Evaluation of the chemical properties of an excipient should include, at a minimum, all applicable specifications and other relevant parameters that define the chemical attributes of the excipient. The number of batches chosen for evaluation should be justified. A comparison of these test results for the excipient pre- and post-change should be carried out to determine if there has been a change from historical norms and to assess the likely impact of such change(s).

MICROBIOLOGICAL PROPERTIES

Change in processing steps, raw materials, water, or equipment, can impact control of microorganisms in the excipient. Therefore, the effect of the change on the microbiological properties should be evaluated, particularly for excipients susceptible to microbial growth.

When the risk-based evaluation determines that testing is required, a comparison of the microbiological properties pre- and post-change should be carried out to determine if there has been a change from historical norms and to assess the likely impact of such change(s). The number of batches chosen for evaluation should be justified.
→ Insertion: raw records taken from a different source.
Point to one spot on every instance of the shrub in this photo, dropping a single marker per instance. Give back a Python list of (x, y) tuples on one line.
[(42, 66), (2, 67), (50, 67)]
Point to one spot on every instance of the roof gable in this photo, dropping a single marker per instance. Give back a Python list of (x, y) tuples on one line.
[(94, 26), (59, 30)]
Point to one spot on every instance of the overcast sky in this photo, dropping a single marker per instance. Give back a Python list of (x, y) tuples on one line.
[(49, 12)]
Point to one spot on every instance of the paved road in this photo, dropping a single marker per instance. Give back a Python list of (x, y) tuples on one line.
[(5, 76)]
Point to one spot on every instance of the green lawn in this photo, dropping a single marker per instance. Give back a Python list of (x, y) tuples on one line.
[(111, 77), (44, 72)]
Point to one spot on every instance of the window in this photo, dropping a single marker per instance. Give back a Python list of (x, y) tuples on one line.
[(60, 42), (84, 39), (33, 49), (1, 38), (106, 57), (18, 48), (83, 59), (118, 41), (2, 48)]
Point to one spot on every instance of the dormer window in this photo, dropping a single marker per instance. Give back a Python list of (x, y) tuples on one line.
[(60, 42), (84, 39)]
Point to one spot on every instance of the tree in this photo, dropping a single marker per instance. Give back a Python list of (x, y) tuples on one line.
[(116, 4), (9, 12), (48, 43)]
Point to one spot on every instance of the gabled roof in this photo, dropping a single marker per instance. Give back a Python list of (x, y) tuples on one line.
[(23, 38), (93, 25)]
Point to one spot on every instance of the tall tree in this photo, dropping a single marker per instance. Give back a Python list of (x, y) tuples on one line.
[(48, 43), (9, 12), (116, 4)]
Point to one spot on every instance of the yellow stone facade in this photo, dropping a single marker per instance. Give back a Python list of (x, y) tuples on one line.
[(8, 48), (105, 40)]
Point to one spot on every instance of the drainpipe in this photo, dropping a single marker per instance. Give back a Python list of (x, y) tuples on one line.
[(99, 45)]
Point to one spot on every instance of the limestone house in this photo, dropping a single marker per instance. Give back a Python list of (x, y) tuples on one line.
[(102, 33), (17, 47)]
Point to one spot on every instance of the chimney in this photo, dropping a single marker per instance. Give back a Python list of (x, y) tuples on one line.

POTENTIAL IMPACT ON THE INTENDED PERFORMANCE OF THE EXCIPIENT BASED ON THE EXCIPIENT MANUFACTURER'S UNDERSTANDING

Although performance/functionality is often defined by the previous parameters (physical, chemical, and compositional properties), objective criteria for evaluating other potential changes to excipient performance or functionality are desirable. However, the nature of this type of study can vary broadly based upon the excipient, its application in the dosage form, and the capabilities of the excipient manufacturer. It must also be recognized that the excipient manufacturer may not always be aware of all applications of the excipient. Therefore, this chapter cannot provide objective criteria for such studies but stresses the importance of such consideration by the excipient manufacturer. If there is a potential that the performance or functionality of the excipient may be impacted by the change, users should be notified. Material samples should be provided if requested so the user can determine the impact of the change on their finished pharmaceutical product(s). Excipient Performance (1059) can provide guidance in this area.

COMPOSITION PROFILE

Objective criteria are also necessary when considering the impact on the composition profile for an excipient as a result of changes (3). The composition profile may include, if relevant:

• Identified organic components
• Unidentified organic components
• Residual solvents
• Identified inorganic components
• Water content

The feasibility of developing a composition profile will vary with the nature and origin of the excipient. It is important to note that the presence of impurities and concomitant components in some excipients is extremely difficult to quantify. Thus, an excipient manufacturer may not have developed a complete quantitative composition profile. In such cases, it is important for the excipient manufacturer to document efforts to identify and quantify the concomitant components that may be present so as to justify the limited results and to justify other means by which changes may be evaluated.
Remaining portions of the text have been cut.